Here is a small example:

import torch
import torch.nn as nn


def memory_stats():
    print(torch.cuda.memory_allocated()/1024**2)
    print(torch.cuda.memory_cached()/1024**2)


def allocate():
    x = torch.randn(1024*1024, device='cuda')
    memory_stats()
    
    
memory_stats()
# 0.0
# 0.0

allocate()
# 4.0 # allocated inside the function
# 20.0 # used cache

memory_stats()
# 0.0 # local tensor is free
# 20.0 # cache is still alive

torch.cuda.empty_cache()
memory_stats()
# 0.0
# 0.0 # cache is free again

x = torch.randn(1024, 1024, device='cuda')
memory_stats()
# 4.0
# 20.0

# store referece
y = x

del x # this does not free the memory of x since y still points to it
memory_stats() 
# 4.0  
# 20.0

del y # this allows PyTorch to free the memory and reuse it in the cache
memory_stats()
# 0.0
# 20.0

torch.cuda.empty_cache()
memory_stats() 
# 0.0
# 0.0

JSLJ23 · December 13, 2022, 5:29am

Thanks for the quick reply.

Is there a systematic way to perform these delete operations for the actual model, optimizer and data moved onto the GPU from enumerating the data_loader during after training & inference?

For a simple single Tensor example I tired, it works fine and makes sense, but I can’t seem to figure out exactly where to place them into the training loop to free the memory.

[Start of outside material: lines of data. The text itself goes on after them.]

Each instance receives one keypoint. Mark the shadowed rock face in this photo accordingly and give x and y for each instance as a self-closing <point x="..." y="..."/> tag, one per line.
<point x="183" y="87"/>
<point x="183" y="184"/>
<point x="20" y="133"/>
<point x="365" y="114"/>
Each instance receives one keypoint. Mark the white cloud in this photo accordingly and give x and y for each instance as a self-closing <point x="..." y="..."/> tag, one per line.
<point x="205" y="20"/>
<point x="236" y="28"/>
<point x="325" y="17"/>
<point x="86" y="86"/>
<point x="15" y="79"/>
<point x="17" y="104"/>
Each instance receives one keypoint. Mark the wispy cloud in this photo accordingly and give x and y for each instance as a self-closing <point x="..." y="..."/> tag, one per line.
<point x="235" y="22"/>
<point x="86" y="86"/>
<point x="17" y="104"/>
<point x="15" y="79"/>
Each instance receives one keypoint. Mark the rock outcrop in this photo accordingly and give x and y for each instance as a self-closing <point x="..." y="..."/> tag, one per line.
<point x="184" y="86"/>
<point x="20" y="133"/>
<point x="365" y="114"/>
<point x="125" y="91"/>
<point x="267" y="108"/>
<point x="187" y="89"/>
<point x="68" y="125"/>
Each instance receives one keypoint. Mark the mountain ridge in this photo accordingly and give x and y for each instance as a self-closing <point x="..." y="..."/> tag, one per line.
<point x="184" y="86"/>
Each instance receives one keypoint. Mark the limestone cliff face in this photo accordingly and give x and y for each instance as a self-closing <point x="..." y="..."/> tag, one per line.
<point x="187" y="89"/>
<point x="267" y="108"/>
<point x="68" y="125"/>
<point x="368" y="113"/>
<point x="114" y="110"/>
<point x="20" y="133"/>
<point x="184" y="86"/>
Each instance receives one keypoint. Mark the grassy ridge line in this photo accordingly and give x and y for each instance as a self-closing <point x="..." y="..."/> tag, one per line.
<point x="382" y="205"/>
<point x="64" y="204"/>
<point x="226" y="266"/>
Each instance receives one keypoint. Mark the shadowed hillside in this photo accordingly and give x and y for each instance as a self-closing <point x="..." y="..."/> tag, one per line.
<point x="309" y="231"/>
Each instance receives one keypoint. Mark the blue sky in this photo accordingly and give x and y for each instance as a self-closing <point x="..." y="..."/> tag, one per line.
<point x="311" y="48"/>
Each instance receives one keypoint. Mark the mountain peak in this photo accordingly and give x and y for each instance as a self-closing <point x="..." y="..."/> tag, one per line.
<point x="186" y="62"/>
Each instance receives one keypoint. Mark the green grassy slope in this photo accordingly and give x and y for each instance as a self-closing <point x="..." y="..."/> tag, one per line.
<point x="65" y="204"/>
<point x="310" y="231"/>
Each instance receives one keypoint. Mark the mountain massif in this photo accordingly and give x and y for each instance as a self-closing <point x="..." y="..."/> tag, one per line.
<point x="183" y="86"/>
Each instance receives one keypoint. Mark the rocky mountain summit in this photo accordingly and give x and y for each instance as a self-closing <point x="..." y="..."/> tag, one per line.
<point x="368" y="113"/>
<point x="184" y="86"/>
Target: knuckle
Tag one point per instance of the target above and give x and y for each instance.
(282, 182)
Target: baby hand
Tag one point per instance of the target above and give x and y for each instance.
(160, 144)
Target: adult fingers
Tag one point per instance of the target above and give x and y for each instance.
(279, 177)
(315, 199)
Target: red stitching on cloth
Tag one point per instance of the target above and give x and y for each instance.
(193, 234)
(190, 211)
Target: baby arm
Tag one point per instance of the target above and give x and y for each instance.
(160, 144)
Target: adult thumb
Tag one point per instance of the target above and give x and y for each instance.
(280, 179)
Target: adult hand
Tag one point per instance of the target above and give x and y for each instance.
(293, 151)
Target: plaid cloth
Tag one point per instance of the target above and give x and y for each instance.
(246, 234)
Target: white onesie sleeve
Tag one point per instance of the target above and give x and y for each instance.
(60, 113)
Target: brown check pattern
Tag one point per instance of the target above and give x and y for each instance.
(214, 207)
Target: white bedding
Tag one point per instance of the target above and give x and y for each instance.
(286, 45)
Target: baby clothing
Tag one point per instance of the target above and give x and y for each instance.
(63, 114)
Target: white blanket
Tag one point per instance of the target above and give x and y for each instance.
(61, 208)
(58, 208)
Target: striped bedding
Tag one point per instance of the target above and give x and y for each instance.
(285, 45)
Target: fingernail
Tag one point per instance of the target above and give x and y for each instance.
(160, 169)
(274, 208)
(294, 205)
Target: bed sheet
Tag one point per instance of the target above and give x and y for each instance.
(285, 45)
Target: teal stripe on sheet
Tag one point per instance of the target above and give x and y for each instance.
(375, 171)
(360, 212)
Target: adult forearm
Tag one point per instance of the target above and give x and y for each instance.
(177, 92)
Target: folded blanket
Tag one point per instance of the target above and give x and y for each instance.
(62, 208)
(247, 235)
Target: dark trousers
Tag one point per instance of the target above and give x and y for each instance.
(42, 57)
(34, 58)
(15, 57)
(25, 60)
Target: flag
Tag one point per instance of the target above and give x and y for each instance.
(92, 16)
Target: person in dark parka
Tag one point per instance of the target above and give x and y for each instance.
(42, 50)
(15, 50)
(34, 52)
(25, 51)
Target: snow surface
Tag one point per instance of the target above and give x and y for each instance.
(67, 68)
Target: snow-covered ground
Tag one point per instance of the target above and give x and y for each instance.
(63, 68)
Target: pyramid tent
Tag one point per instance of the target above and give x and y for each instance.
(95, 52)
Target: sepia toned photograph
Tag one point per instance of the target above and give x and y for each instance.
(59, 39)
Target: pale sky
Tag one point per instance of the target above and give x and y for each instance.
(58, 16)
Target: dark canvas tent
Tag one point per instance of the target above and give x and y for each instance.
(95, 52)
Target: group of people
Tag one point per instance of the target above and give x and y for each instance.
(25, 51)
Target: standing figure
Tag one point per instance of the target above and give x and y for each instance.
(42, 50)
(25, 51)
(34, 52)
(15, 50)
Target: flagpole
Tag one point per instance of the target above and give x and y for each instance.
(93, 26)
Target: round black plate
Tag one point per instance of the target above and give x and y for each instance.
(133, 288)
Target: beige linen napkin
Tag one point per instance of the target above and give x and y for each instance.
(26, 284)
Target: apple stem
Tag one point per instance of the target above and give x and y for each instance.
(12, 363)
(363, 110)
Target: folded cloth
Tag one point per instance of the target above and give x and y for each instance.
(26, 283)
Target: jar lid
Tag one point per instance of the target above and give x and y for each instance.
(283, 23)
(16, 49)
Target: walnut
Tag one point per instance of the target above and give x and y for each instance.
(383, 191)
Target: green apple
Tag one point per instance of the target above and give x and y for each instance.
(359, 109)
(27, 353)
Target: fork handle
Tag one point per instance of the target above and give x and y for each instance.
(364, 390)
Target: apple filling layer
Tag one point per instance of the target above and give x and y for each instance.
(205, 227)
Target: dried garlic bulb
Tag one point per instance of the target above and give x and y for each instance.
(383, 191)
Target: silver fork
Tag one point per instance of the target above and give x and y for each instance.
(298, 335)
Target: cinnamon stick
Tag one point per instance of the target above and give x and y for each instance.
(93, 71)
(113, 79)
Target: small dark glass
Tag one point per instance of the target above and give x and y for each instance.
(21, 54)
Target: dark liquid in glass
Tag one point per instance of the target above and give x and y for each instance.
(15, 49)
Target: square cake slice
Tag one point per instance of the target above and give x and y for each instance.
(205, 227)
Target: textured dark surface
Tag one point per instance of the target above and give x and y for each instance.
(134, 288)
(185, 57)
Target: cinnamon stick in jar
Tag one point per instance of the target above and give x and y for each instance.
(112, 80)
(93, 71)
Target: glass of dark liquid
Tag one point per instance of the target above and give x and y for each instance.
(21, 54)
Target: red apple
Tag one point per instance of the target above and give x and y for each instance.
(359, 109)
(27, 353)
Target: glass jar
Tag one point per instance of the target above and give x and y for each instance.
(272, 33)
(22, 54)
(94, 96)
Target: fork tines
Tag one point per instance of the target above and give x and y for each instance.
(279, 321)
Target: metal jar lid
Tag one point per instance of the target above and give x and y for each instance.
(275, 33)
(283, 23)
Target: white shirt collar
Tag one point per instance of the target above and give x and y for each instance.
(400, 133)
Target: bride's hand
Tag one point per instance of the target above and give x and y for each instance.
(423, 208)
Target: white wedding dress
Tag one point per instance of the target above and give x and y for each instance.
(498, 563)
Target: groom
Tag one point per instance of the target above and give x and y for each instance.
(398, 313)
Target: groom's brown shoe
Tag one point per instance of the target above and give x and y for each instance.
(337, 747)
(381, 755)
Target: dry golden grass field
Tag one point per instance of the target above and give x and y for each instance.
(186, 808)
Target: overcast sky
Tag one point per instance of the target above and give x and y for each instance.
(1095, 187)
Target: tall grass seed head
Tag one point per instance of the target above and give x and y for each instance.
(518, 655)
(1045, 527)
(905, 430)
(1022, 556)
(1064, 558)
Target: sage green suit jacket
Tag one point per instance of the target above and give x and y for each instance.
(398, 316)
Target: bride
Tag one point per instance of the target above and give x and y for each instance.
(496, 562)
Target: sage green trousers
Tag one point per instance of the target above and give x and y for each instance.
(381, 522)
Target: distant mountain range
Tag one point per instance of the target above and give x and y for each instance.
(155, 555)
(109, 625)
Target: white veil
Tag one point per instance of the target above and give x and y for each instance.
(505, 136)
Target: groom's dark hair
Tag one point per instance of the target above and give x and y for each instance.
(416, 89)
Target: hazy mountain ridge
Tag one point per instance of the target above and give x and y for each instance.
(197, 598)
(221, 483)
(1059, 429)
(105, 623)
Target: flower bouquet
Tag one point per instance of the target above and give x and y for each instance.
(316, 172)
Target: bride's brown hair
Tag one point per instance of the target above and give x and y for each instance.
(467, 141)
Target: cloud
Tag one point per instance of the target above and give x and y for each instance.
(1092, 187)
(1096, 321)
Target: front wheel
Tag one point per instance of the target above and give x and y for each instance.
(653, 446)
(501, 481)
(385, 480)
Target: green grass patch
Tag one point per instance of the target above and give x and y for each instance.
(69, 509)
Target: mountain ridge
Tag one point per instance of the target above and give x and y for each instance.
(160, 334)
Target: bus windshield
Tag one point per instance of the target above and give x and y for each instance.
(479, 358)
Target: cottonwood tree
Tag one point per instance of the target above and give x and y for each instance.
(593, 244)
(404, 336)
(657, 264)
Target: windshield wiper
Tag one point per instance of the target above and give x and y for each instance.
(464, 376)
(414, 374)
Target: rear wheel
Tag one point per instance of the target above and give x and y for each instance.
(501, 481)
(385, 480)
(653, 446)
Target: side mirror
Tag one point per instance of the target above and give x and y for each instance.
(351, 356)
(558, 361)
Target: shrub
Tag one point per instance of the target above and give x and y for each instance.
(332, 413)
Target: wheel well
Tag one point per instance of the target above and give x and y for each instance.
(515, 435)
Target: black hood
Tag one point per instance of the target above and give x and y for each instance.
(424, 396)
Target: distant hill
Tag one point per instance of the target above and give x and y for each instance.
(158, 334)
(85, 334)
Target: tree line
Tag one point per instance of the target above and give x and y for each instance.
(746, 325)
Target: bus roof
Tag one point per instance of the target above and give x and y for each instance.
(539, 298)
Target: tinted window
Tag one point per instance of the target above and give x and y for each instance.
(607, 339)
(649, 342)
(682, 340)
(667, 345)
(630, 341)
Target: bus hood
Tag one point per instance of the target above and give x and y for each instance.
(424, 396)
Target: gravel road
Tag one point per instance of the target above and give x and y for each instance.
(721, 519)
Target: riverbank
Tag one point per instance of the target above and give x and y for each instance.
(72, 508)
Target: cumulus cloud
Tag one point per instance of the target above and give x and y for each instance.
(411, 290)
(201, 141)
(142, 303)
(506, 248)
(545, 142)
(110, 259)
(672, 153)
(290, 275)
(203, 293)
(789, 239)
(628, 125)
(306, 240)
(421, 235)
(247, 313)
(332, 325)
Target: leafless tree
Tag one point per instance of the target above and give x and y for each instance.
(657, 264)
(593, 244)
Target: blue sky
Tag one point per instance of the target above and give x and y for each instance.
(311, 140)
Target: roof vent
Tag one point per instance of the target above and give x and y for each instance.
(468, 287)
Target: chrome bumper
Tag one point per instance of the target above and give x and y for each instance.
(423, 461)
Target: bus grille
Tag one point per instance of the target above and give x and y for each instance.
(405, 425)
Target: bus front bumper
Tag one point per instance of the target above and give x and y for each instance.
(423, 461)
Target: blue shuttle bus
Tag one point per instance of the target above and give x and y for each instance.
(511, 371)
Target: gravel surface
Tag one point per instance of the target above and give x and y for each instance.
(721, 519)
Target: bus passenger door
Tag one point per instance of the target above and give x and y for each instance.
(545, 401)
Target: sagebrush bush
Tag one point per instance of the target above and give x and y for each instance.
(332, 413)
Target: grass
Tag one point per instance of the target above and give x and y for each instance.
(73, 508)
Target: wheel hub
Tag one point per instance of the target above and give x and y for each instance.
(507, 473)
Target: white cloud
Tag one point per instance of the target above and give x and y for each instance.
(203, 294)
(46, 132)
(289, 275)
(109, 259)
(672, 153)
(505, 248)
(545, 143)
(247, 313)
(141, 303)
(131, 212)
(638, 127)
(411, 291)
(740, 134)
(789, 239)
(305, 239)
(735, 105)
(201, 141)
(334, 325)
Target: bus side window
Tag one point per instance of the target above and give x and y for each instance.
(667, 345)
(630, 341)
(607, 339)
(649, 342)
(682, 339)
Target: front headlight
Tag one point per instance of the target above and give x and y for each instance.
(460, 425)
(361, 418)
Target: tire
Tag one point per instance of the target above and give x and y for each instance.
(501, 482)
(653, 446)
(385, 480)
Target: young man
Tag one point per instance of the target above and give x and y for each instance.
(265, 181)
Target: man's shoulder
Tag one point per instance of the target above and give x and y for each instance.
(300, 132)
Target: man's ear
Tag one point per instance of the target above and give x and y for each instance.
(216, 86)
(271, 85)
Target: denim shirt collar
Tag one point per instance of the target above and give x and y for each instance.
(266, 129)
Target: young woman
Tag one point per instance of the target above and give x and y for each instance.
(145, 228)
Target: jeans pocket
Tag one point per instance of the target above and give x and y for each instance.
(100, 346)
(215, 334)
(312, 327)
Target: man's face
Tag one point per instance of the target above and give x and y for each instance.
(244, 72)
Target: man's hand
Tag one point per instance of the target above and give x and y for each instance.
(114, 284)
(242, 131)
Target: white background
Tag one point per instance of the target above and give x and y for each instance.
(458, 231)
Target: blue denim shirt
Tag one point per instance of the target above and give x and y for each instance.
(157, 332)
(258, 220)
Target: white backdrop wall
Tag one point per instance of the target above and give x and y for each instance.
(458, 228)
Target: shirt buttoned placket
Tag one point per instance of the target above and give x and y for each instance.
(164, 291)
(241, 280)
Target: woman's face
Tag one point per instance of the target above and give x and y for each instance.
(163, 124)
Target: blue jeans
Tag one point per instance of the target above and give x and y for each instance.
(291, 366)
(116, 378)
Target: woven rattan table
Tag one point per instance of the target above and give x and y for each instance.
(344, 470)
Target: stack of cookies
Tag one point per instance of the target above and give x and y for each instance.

ptrblck · December 13, 2022, 5:37am

You can del any object you’ve created, but would need to make sure no references are stored to it as my example code shows.
You can replace the actual x tensor in my code with a real model etc. and would see the same effect.
Users often claim to see “memory leaks” by e.g. storing references to computation graphs and other tensors via logging information e.g. for the loss:

output = model(input)
loss = criterion(output, target)
losses += loss # !!! This will store the entire computation graph !!!

so you might want to check if you are running into similar issues.